Wie der höchste jüdische Feiertag Menschen, Gemeinschaften und Geschichte verbindet

Jom Kippur, der „Tag der Versöhnung“, nimmt im jüdischen Jahreskreis die zentrale Stellung als höchster und feierlichster Feiertag ein. Er wird jedes Jahr am 10. Tischri, zehn Tage nach Rosch Haschana, dem jüdischen Neujahrsfest, begangen. Im gregorianischen Kalender fällt er somit jeweils in den September oder Oktober – im Jahr 2025 auf den 1. und 2. Oktober. Jom Kippur ist ein Tag der Umkehr, der Selbstprüfung und der Vergebung, an dem jüdische Gläubige weltweit innehalten, um sich sowohl mit Gott als auch mit ihren Mitmenschen zu versöhnen. Fasten, Gebet und Stille prägen den Charakter dieses besonderen Tages, der nicht nur im religiösen Leben, sondern auch im kollektiven Gedächtnis des jüdischen Volkes eine herausragende Rolle spielt.
 

Von Tempelritualen zu stiller Einkehr – die Ursprünge des Jom Kippur

Die Wurzeln von Jom Kippur reichen bis in die Zeit des Alten Testaments zurück. In der Tora wird er als ein Tag beschrieben, der ausschließlich Gott geweiht ist, ein „Schabbat Schabbaton“, ein „Hoher Ruhetag“. Zentraler Bestandteil war im antiken Tempelkult die Sühnehandlung des Hohenpriesters, der durch Opfer und Gebete die Vergebung der Sünden des Volkes Israel erwirkte. Besonders eindrücklich war das Ritual mit zwei Ziegenböcken: Einer wurde als Opfer dargebracht, während der andere, beladen mit den Sünden der Gemeinschaft, in die Wüste geschickt wurde. Diese symbolische Handlung sollte die Schuld aus der Gemeinschaft entfernen und so einen Neuanfang ermöglichen.

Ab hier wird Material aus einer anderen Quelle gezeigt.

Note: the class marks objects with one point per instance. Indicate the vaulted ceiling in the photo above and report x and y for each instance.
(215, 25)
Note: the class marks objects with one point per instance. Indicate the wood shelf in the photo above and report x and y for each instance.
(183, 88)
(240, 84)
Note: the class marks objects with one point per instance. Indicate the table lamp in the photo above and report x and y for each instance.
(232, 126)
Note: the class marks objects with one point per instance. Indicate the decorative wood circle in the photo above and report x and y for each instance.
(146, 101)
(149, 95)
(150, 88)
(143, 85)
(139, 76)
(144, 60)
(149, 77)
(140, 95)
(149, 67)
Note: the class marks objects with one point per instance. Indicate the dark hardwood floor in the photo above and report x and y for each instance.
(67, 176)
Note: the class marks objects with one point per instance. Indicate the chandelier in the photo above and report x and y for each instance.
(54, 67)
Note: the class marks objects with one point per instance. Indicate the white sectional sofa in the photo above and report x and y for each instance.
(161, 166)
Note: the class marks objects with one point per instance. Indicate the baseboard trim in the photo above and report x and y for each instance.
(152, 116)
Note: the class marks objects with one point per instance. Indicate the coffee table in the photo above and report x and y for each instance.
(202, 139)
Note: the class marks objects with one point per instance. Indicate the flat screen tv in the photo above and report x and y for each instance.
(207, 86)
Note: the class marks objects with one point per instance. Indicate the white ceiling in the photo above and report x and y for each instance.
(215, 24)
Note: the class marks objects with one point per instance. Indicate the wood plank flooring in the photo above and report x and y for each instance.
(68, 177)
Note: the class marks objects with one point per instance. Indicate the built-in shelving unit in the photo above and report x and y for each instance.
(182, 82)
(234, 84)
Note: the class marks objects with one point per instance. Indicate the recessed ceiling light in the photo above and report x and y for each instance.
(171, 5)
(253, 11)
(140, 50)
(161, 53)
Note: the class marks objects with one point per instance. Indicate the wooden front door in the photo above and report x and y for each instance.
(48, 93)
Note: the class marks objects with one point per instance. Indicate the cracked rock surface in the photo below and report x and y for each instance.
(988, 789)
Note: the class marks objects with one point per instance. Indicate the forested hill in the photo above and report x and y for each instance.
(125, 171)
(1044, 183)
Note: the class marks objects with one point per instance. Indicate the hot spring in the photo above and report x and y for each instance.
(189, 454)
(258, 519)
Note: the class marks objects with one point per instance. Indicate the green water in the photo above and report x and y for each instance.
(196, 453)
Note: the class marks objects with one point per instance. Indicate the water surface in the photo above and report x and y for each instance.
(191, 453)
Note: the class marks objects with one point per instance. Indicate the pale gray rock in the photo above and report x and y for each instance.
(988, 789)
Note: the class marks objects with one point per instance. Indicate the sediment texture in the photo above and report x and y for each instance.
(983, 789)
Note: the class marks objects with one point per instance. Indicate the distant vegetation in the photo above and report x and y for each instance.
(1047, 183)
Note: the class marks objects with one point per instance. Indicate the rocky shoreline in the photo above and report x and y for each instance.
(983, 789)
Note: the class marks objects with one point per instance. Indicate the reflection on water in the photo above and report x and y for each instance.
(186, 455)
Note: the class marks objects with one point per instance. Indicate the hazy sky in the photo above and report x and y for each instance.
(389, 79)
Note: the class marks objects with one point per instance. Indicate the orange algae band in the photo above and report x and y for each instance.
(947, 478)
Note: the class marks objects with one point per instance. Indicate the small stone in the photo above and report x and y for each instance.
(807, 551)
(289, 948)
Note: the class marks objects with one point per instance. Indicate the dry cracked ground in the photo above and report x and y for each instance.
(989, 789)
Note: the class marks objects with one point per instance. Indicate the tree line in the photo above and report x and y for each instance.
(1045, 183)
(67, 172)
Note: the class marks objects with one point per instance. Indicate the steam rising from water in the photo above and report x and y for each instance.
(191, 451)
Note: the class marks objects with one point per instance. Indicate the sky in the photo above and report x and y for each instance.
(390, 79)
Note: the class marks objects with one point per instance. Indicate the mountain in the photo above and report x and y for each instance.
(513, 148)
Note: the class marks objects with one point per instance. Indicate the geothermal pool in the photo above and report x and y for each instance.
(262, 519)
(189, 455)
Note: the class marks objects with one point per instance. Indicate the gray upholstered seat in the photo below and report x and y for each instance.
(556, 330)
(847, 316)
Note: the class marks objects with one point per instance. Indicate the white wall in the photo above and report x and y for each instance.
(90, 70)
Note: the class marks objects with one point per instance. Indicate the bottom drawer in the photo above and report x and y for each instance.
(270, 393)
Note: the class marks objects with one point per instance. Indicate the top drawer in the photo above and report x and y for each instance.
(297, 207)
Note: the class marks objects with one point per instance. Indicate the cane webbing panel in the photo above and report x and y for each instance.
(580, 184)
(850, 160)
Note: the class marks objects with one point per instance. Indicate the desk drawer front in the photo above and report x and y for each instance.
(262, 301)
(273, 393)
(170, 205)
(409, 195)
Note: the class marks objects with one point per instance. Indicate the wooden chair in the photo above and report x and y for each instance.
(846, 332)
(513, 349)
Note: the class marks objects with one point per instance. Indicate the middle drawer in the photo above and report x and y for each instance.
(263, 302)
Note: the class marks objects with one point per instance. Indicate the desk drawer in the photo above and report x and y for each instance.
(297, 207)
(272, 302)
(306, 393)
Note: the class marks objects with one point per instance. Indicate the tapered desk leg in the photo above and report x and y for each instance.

Mit der Zerstörung des Zweiten Tempels im Jahr 70 n. Chr. kam es zu einem tiefgreifenden Wandel in der religiösen Praxis. Opferhandlungen waren nicht länger möglich, und so gewannen Fasten, Gebet und die individuelle wie kollektive Umkehr an Bedeutung. Seither gilt Jom Kippur als Tag, an dem die spirituelle Läuterung nicht mehr durch äußere Rituale allein, sondern vor allem durch persönliche Einkehr und Versöhnung vollzogen wird. Entscheidend wurde die Überzeugung, dass Verfehlungen gegenüber Mitmenschen nicht durch Gebete allein getilgt werden können. Vielmehr muss der Mensch selbst die Initiative ergreifen, Schuld zu bekennen, Wiedergutmachung zu leisten und sich mit anderen zu versöhnen.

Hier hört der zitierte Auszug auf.